Disjoint::Disjoint(int nelements)
{
  links.resize(nelements, -1);
  ranks.resize(nelements, 1);
}

int Disjoint::Union(int s1, int s2)
{
  int p, c;

  if (ranks[s1] >= ranks[s2]) {
    p = s1;
    c = s2;
  } else {
    p = s2;
    c = s1;
  }

  links[c] = p;
  ranks[p] += ranks[c];
  return p;
}

int Disjoint::Find(int element)
{
  while(links[element] != -1) element = links[element];
  return element;
}

Grading:

• Constructor: Three points.
• Find: Three points.
• Union: Four points, partitioned into:
  • DP - Determining parent.
  • SL - Setting links.
  • UR - Updating ranks.
  • RV - Return value.
• Naming the implementation.

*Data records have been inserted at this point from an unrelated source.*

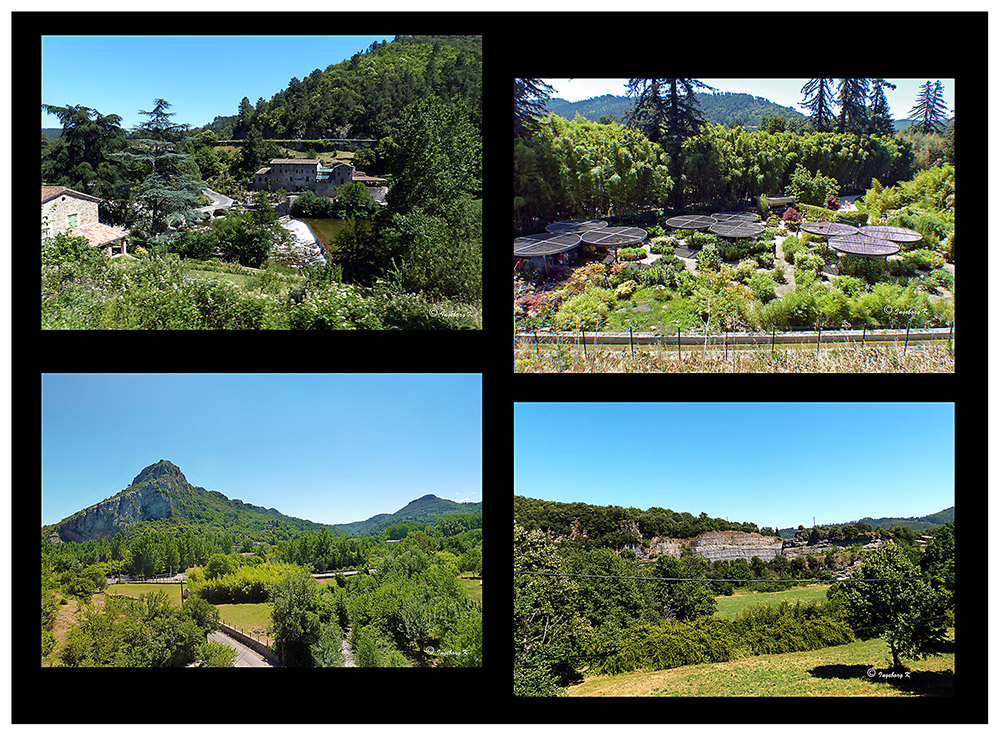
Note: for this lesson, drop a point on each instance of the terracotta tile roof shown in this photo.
(99, 234)
(53, 192)
(294, 160)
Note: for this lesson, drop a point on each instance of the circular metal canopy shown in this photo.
(737, 228)
(575, 226)
(615, 236)
(544, 244)
(863, 245)
(829, 228)
(691, 222)
(895, 234)
(728, 216)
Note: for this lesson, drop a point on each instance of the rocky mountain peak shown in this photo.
(163, 468)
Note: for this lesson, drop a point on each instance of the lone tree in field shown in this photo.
(910, 615)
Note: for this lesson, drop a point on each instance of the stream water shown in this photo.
(304, 251)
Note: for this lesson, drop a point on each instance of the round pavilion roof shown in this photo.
(829, 228)
(691, 222)
(863, 245)
(615, 236)
(544, 244)
(575, 226)
(737, 228)
(895, 234)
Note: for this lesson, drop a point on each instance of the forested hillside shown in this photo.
(726, 108)
(615, 526)
(362, 96)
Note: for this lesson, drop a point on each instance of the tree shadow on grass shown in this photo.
(911, 681)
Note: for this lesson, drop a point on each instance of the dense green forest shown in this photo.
(726, 108)
(362, 96)
(404, 607)
(585, 623)
(413, 264)
(615, 526)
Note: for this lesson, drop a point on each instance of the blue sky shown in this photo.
(332, 448)
(782, 91)
(201, 76)
(766, 463)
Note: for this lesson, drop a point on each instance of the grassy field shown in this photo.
(729, 606)
(137, 589)
(930, 357)
(856, 669)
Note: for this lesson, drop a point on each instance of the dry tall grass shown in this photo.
(878, 358)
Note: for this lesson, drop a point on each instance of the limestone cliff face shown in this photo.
(810, 542)
(743, 546)
(735, 546)
(149, 500)
(719, 546)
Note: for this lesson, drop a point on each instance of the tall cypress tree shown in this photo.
(880, 121)
(819, 102)
(667, 112)
(931, 112)
(170, 184)
(853, 97)
(530, 96)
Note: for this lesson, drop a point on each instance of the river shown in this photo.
(304, 251)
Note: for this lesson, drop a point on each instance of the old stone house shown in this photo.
(67, 209)
(298, 174)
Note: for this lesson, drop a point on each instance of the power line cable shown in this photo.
(728, 580)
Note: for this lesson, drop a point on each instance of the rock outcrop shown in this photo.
(743, 546)
(811, 542)
(735, 546)
(149, 500)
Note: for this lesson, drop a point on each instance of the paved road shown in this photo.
(245, 657)
(218, 201)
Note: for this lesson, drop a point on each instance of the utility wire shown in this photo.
(727, 580)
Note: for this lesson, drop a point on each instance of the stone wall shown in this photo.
(718, 546)
(809, 542)
(59, 210)
(735, 546)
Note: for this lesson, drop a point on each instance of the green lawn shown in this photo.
(731, 605)
(854, 669)
(135, 590)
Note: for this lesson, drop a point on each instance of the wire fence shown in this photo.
(731, 580)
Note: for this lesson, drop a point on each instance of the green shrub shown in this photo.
(631, 254)
(811, 189)
(709, 259)
(588, 310)
(762, 286)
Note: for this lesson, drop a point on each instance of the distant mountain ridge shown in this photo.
(725, 108)
(161, 498)
(916, 523)
(427, 508)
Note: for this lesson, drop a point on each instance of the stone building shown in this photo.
(298, 174)
(67, 209)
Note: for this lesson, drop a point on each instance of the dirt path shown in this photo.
(345, 649)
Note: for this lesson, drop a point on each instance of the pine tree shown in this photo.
(171, 183)
(819, 102)
(530, 96)
(931, 112)
(880, 121)
(853, 98)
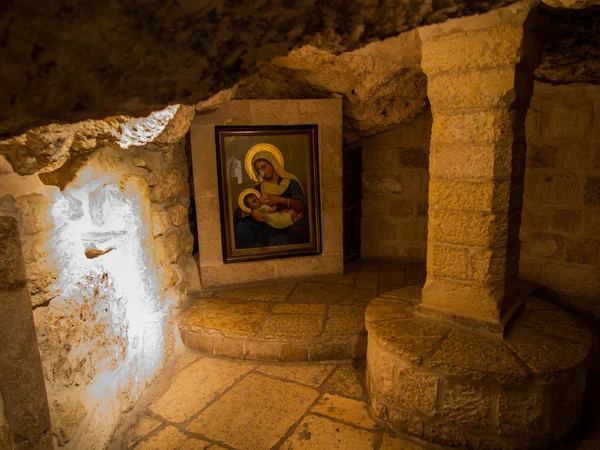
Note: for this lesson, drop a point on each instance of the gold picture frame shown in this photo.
(268, 191)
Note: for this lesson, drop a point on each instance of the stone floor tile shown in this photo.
(307, 292)
(230, 318)
(193, 387)
(461, 354)
(255, 414)
(346, 381)
(385, 309)
(269, 292)
(309, 374)
(367, 280)
(415, 273)
(172, 438)
(407, 337)
(345, 319)
(319, 433)
(185, 360)
(144, 426)
(557, 323)
(544, 353)
(411, 294)
(370, 266)
(292, 326)
(398, 443)
(345, 409)
(299, 308)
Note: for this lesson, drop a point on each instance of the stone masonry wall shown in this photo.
(395, 189)
(560, 230)
(108, 265)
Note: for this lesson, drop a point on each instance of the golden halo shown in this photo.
(261, 148)
(243, 195)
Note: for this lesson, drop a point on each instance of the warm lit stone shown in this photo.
(160, 222)
(385, 309)
(228, 317)
(292, 326)
(346, 381)
(318, 432)
(171, 437)
(167, 277)
(325, 293)
(348, 410)
(193, 387)
(460, 354)
(299, 308)
(172, 244)
(397, 443)
(165, 184)
(520, 409)
(255, 413)
(178, 214)
(466, 404)
(344, 319)
(544, 354)
(36, 213)
(312, 375)
(406, 337)
(272, 292)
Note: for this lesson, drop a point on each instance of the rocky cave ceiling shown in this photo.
(78, 60)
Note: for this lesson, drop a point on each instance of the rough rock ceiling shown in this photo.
(73, 60)
(572, 51)
(381, 84)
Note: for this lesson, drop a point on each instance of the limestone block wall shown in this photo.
(108, 265)
(560, 230)
(395, 190)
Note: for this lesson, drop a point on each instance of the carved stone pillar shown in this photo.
(479, 84)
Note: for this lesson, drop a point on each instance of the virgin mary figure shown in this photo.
(278, 187)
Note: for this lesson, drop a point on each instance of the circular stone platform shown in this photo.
(314, 320)
(460, 389)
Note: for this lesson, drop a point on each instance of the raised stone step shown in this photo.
(459, 388)
(322, 319)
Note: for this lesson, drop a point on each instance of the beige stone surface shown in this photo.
(345, 409)
(310, 374)
(386, 309)
(344, 320)
(255, 414)
(299, 308)
(411, 294)
(461, 352)
(545, 354)
(144, 426)
(271, 292)
(406, 337)
(346, 381)
(193, 387)
(466, 404)
(307, 292)
(172, 438)
(185, 360)
(318, 432)
(292, 326)
(398, 443)
(231, 318)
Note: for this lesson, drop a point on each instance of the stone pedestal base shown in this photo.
(457, 388)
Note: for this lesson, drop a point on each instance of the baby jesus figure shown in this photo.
(251, 199)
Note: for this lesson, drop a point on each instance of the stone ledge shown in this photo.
(458, 388)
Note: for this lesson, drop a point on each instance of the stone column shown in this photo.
(480, 80)
(22, 387)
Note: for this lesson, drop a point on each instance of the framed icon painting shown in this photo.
(269, 191)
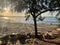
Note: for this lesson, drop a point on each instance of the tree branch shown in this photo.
(47, 10)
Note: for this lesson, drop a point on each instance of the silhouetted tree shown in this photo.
(36, 8)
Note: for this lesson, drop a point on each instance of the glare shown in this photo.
(6, 9)
(5, 17)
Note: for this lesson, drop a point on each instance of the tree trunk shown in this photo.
(35, 26)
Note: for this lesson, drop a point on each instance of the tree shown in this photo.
(38, 7)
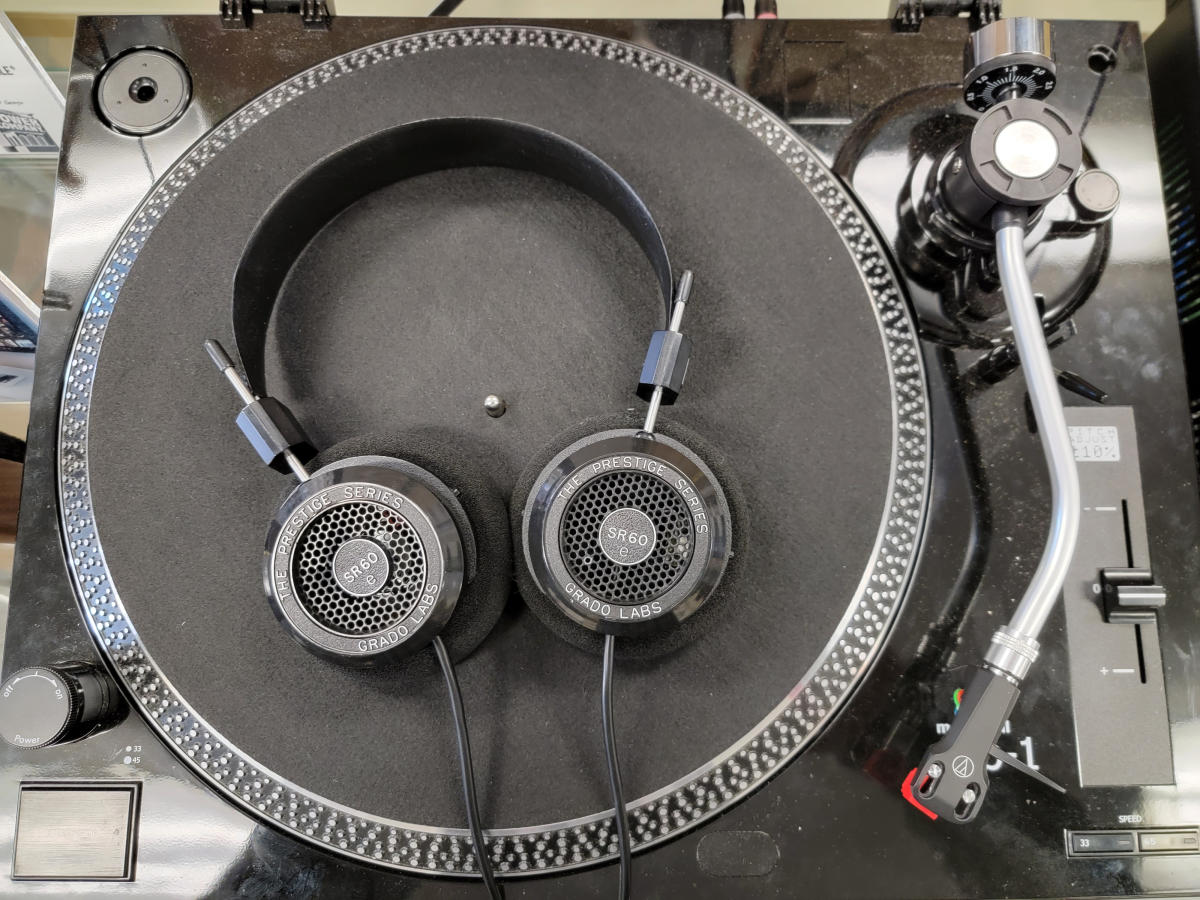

If you wrote "union by rank" or "path compression," but you didn't actually implement path compression, then you did not get credit for this.
• Constructor running time: Linear
• Union running time: Constant
• Find running time: Log, unless you implemeneted union by rank with path compression, in which case it was O(α(n)).

Question 6: 15 points

#include <iostream>
#include <cstdio>
#include <cstdlib>
using namespace std;

long long two_ks(int K, long long S)
{
  long long rv;

  if (K == 0) return 1 % S;

  if (K%2 == 1) return (2 * two_ks(K-1, S)) % S;

  rv = two_ks(K/2, S);
  return (rv * rv) %S;
}

main()
{
  int K;
  long long S;

  cin >> K >> S;

  cout << two_ks(K, S) << endl;
  exit(0);
}

Grading:

• No base case: -4
• Base case did not have K==0 returning 1: -2 points
• Base case had K==0 returning 1, but not (1 mod S): -1 point
• You made two recursive calls in the even case. That will blow up performance to O(n): -4 points.